Hemingway escreveu que o tempo não transporta sabedoria coisa nenhuma, apenas deixa os velhos mais prudentes

Enquanto analiso a sociedade, essa raça louca que criamos - e que concordamos em manter da pior maneira possível -, reparo que minha filha caçula está cantando uma canção que ela mesma inventou. A música cala todos os meus pensamentos e sinto a presença de Deus. E vejo um mundo generoso bem na minha frente. E o mundo, de repente, corre na ponta de pés pequenos como se estivesse prestes a decolar. Igual ao menino que colocou os pés no riacho e nunca os tirou; e eu me transformo no cara para quem o tempo parou, parou para ele observar a barriga da mulher preparando outra pessoa; é a canção no meu coração.

Mas para Cioran existem seres que são condenados a saborear somente o veneno das coisas, para quem toda a surpresa é dolorosa e toda a experiência uma nova tortura.

Também já estive lá, nas experiências mais tristes que a alma humana pode suportar. E fui o senhor e o escravo de mim; e me libertei. Só eu sei o que sofri. Mas será que existe algum critério para medir o sofrimento? Quem então poderia certificar que meu vizinho sofre mais ou menos do que eu? 
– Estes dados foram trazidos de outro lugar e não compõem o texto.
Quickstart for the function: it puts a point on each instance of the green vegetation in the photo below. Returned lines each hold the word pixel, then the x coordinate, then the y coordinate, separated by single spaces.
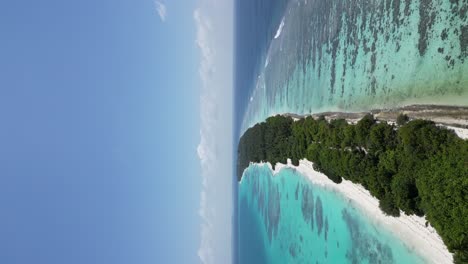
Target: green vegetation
pixel 417 167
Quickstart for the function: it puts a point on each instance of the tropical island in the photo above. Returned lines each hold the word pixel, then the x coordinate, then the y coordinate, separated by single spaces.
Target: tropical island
pixel 416 166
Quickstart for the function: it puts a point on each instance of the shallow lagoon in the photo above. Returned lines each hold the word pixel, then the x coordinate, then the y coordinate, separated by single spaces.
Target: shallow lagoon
pixel 287 219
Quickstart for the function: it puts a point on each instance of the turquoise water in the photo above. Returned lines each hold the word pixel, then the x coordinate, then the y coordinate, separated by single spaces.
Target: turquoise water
pixel 287 219
pixel 352 55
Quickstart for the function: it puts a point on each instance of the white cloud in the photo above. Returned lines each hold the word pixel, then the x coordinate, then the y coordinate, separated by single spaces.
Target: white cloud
pixel 214 38
pixel 162 10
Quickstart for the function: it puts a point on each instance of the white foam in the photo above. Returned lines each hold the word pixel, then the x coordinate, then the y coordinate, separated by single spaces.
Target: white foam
pixel 280 29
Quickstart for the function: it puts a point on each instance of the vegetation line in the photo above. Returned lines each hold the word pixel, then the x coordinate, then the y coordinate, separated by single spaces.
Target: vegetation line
pixel 414 166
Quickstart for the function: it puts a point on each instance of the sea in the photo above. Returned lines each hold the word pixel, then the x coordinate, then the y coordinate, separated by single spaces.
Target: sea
pixel 310 56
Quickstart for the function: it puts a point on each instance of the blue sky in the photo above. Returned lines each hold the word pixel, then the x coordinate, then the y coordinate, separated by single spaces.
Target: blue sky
pixel 103 111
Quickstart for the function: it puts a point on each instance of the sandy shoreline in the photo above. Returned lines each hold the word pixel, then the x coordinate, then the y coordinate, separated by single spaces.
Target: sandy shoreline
pixel 410 229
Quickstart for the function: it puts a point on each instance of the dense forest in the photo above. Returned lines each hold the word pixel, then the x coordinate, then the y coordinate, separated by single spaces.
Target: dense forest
pixel 412 166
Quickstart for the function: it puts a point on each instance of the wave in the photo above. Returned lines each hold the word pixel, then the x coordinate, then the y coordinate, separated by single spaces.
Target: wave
pixel 280 28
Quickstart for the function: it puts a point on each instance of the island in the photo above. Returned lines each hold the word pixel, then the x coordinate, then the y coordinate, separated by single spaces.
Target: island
pixel 413 166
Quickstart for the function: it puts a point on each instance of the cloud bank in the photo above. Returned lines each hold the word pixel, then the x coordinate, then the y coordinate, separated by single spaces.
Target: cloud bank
pixel 162 10
pixel 214 38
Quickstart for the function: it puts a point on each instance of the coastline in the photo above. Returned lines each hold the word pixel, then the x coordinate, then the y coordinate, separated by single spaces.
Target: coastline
pixel 410 229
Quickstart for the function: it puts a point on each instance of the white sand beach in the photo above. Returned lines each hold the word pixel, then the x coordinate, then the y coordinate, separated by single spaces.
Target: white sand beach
pixel 410 229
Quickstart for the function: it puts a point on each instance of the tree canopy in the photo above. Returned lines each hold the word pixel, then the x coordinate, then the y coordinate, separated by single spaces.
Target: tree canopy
pixel 416 166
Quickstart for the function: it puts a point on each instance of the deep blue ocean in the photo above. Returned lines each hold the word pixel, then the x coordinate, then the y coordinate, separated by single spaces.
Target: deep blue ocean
pixel 309 56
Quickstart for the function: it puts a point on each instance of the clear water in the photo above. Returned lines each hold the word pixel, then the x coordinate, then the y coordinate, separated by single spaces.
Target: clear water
pixel 287 219
pixel 358 55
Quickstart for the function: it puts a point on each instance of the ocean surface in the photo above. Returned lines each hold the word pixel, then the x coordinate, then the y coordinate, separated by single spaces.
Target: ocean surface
pixel 309 56
pixel 287 219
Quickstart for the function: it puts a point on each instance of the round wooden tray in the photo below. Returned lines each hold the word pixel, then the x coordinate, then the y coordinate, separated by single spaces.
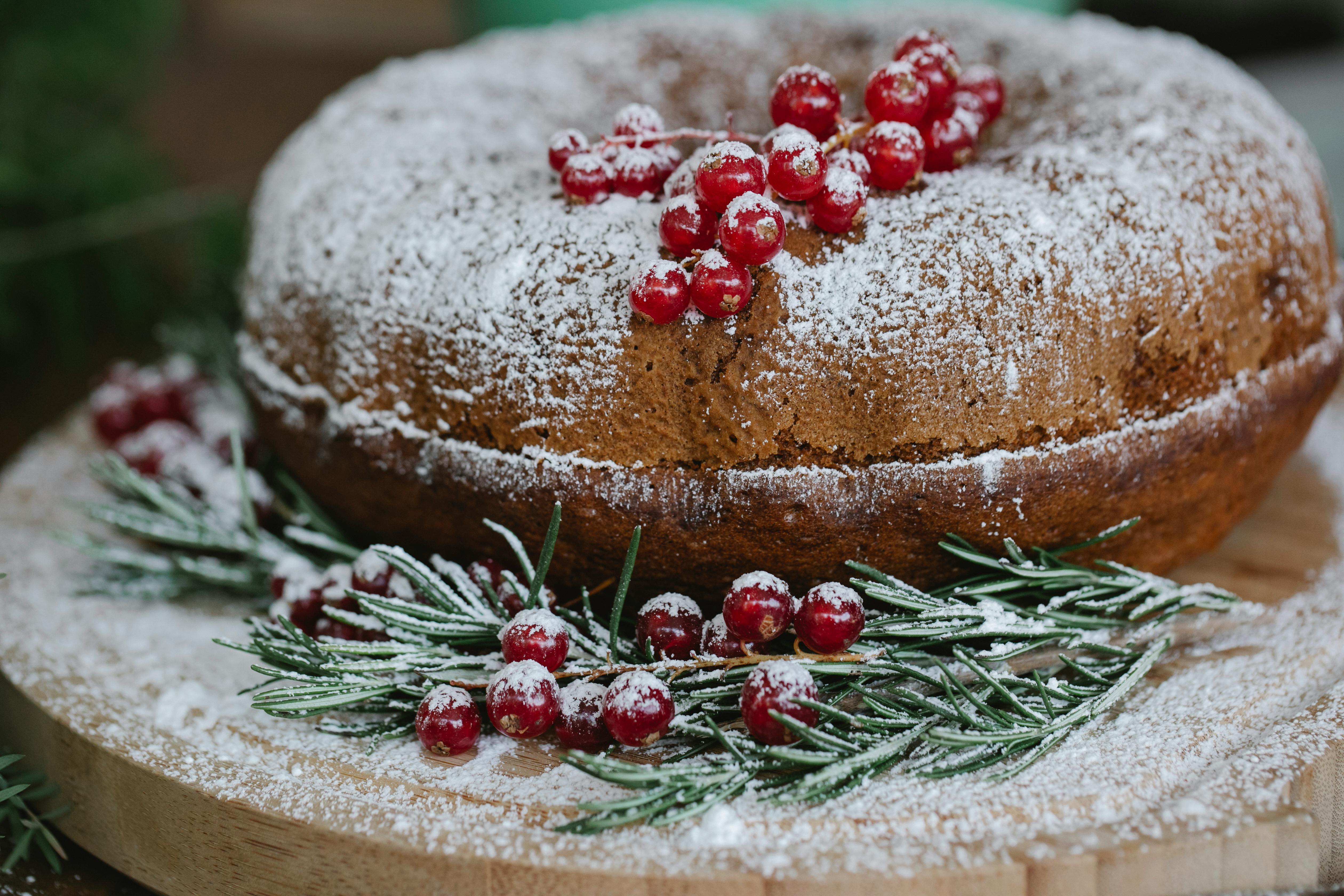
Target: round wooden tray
pixel 1222 774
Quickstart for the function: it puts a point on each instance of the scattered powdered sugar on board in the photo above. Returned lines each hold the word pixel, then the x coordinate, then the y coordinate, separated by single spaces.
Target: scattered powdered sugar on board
pixel 1207 742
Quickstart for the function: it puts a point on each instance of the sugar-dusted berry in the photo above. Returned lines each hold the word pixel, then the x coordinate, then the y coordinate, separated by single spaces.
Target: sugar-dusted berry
pixel 807 97
pixel 752 230
pixel 759 606
pixel 776 686
pixel 448 722
pixel 719 287
pixel 673 624
pixel 523 699
pixel 638 709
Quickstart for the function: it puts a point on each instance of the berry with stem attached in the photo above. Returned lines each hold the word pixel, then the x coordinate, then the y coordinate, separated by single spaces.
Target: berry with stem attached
pixel 565 144
pixel 842 205
pixel 586 179
pixel 448 722
pixel 535 635
pixel 581 726
pixel 759 606
pixel 673 624
pixel 662 292
pixel 523 699
pixel 807 97
pixel 796 167
pixel 896 154
pixel 638 709
pixel 728 171
pixel 719 287
pixel 776 686
pixel 830 618
pixel 687 226
pixel 897 93
pixel 752 230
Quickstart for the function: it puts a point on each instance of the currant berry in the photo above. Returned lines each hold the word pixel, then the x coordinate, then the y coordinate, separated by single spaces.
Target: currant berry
pixel 842 205
pixel 759 608
pixel 752 230
pixel 448 722
pixel 662 292
pixel 638 709
pixel 984 82
pixel 719 287
pixel 951 139
pixel 831 618
pixel 586 179
pixel 807 97
pixel 370 574
pixel 635 120
pixel 636 173
pixel 937 66
pixel 581 725
pixel 565 144
pixel 728 171
pixel 896 154
pixel 776 686
pixel 718 643
pixel 687 226
pixel 522 699
pixel 918 39
pixel 897 93
pixel 673 622
pixel 796 167
pixel 535 635
pixel 851 160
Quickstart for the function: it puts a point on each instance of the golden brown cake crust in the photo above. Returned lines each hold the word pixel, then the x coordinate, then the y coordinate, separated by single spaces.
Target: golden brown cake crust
pixel 432 335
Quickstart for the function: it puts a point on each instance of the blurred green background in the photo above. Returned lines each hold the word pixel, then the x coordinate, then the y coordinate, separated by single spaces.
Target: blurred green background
pixel 132 134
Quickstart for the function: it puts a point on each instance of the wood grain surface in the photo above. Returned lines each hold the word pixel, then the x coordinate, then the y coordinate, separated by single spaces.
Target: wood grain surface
pixel 177 836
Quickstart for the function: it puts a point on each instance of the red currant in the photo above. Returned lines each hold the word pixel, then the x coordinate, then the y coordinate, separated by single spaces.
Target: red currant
pixel 448 722
pixel 535 635
pixel 776 686
pixel 937 66
pixel 673 622
pixel 636 173
pixel 728 171
pixel 796 167
pixel 523 699
pixel 851 160
pixel 951 139
pixel 984 82
pixel 759 606
pixel 896 154
pixel 662 292
pixel 752 230
pixel 565 144
pixel 586 178
pixel 897 93
pixel 918 39
pixel 687 226
pixel 807 97
pixel 638 709
pixel 718 643
pixel 719 287
pixel 370 574
pixel 831 618
pixel 842 205
pixel 636 120
pixel 581 725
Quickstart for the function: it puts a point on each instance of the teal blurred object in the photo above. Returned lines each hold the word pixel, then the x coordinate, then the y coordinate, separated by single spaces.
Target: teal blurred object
pixel 495 14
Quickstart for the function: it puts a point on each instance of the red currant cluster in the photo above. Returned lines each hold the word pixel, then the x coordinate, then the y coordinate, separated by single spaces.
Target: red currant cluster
pixel 924 113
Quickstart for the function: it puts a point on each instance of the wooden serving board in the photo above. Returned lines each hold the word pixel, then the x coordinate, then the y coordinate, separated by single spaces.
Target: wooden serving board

Toda a hierarquização do sofrimento torna-se impossível e leviana. Saio de mim. Abandono os livros. Abandono o meu umbigo grande. Estou mais leve. Meu andar é calmo. Porque ser significa ser para o outro e, através dele, para si.
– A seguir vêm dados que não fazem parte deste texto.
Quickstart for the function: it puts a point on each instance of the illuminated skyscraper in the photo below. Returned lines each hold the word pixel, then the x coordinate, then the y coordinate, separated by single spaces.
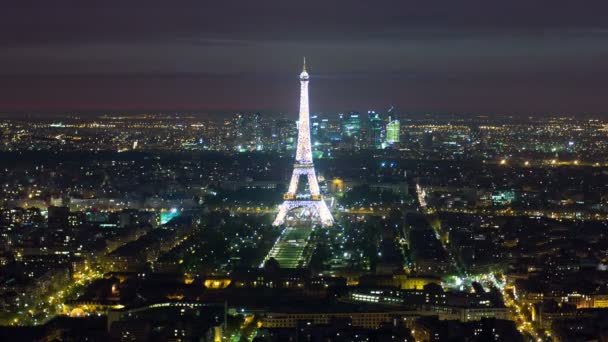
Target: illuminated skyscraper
pixel 393 129
pixel 313 202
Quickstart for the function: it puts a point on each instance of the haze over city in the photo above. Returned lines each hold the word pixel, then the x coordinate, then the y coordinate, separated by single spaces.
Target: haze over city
pixel 511 57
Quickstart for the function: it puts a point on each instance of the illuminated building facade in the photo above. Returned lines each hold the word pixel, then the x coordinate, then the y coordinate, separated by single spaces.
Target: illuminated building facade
pixel 304 166
pixel 392 132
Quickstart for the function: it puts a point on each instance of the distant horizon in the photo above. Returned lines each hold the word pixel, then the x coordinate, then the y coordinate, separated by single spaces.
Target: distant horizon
pixel 225 114
pixel 462 57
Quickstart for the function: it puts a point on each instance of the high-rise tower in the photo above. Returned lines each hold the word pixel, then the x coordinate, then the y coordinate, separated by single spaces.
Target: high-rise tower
pixel 304 166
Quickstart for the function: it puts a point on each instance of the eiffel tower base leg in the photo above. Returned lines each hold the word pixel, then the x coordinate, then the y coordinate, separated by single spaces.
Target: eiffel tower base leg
pixel 318 208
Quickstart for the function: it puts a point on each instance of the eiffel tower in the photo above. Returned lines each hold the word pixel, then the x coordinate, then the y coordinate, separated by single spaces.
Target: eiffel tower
pixel 304 166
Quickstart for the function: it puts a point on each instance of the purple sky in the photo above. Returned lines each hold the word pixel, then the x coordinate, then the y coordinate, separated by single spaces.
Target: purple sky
pixel 526 57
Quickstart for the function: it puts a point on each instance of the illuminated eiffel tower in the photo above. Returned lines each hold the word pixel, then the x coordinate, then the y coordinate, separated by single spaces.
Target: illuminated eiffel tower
pixel 314 203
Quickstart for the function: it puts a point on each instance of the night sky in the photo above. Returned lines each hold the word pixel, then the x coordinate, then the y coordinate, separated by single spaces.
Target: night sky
pixel 484 57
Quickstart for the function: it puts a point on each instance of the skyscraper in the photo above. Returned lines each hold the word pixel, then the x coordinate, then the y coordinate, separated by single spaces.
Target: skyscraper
pixel 393 130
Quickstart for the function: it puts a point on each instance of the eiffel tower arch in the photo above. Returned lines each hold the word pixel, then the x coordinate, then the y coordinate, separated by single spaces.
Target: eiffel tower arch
pixel 304 167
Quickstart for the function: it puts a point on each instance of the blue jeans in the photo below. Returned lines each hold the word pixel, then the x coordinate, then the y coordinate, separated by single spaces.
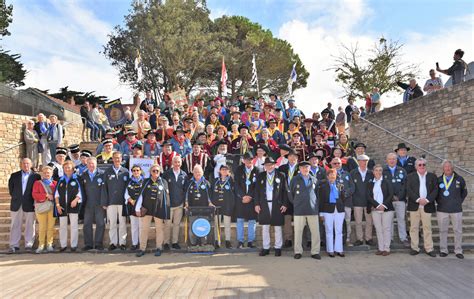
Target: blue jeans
pixel 94 130
pixel 250 230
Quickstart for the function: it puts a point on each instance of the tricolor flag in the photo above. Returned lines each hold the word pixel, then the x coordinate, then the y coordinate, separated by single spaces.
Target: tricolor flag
pixel 292 79
pixel 138 66
pixel 223 79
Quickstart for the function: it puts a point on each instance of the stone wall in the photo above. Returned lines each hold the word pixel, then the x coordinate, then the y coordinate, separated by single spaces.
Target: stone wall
pixel 11 133
pixel 442 123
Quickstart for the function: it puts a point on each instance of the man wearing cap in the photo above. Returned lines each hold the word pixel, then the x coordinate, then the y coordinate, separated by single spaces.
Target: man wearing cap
pixel 290 170
pixel 61 154
pixel 343 177
pixel 83 159
pixel 362 177
pixel 403 160
pixel 105 157
pixel 451 194
pixel 74 154
pixel 245 178
pixel 92 182
pixel 422 190
pixel 180 144
pixel 305 203
pixel 112 198
pixel 197 157
pixel 271 202
pixel 353 162
pixel 397 177
pixel 177 183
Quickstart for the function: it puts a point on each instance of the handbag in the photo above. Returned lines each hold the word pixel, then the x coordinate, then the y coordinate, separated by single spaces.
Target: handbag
pixel 47 205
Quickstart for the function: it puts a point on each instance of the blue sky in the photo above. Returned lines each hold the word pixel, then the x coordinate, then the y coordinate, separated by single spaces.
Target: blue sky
pixel 60 40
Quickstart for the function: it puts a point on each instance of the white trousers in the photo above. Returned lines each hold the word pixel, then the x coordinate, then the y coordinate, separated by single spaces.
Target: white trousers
pixel 383 222
pixel 135 229
pixel 74 226
pixel 400 212
pixel 333 224
pixel 266 236
pixel 16 224
pixel 114 213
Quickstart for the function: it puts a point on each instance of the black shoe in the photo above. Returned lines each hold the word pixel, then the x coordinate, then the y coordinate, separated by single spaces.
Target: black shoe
pixel 316 256
pixel 158 252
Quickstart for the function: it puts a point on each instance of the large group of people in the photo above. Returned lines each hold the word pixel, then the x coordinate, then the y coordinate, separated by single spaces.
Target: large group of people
pixel 255 160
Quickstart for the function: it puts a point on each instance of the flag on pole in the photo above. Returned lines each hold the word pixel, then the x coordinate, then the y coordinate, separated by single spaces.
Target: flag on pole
pixel 223 79
pixel 138 66
pixel 292 79
pixel 254 80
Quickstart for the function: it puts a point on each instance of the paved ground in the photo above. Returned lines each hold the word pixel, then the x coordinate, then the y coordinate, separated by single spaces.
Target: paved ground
pixel 358 275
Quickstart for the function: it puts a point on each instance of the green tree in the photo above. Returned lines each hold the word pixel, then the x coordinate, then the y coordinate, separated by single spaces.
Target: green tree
pixel 382 69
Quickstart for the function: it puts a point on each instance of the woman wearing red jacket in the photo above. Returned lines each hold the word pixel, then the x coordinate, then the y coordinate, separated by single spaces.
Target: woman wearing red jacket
pixel 46 220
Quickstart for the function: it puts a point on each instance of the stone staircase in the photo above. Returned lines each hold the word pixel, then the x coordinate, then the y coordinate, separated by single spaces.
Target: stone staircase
pixel 468 230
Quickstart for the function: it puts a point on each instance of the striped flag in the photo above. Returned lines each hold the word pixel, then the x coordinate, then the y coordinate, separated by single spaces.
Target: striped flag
pixel 223 78
pixel 292 79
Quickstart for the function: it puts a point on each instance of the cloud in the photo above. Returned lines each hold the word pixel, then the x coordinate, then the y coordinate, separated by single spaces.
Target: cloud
pixel 316 41
pixel 61 45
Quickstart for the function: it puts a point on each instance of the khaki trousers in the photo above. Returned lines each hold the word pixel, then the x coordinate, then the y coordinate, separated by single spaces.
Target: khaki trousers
pixel 443 223
pixel 172 226
pixel 145 223
pixel 46 223
pixel 299 223
pixel 358 213
pixel 425 218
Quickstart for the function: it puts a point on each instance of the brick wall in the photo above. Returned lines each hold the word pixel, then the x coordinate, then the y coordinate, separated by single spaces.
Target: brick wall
pixel 442 123
pixel 11 133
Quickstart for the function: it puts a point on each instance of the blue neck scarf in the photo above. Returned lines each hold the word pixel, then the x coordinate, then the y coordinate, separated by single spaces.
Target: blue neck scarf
pixel 334 193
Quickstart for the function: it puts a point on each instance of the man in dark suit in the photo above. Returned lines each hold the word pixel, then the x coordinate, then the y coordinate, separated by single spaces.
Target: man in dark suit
pixel 422 190
pixel 113 198
pixel 22 207
pixel 92 181
pixel 271 202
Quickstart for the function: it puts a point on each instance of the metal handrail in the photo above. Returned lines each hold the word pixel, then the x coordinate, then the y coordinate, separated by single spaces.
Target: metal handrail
pixel 21 143
pixel 415 145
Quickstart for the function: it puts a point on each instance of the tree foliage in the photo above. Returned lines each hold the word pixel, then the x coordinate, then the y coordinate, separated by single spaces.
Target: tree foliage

O homem não tem um território interior absoluto, está todo e sempre nas fronteiras, olhando para dentro de si: ele olha o outro nos olhos ou com os olhos do outro.

O sorriso de minha filha adoça toda a amargura do meu ser. Acredito, numa fração de segundos, que temos uma chance, uma única chance, e ela é desarmada, é bondosa e, principalmente, não julga. Mas carece de sacrifício, de doação silenciosa e abnegada.

(A imagem de Santa Teresinha me traz paz e serenidade). Porque é o único lugar que nos sobrou, o último vagão, a última ficha. E quem sabe um dia, a gente compreenda de verdade alguma coisa daqui. E talvez não seja nada do que a gente imaginou.

Quem sabe o tempo não seja apenas uma fábrica de monstros e nem somente um acúmulo de mitos. Quem sabe Deus seja mesmo três. E quem sabe, no fundo, não passamos de um bando de amigos e amigas tentando o impossível nesta terra de persistente desespero!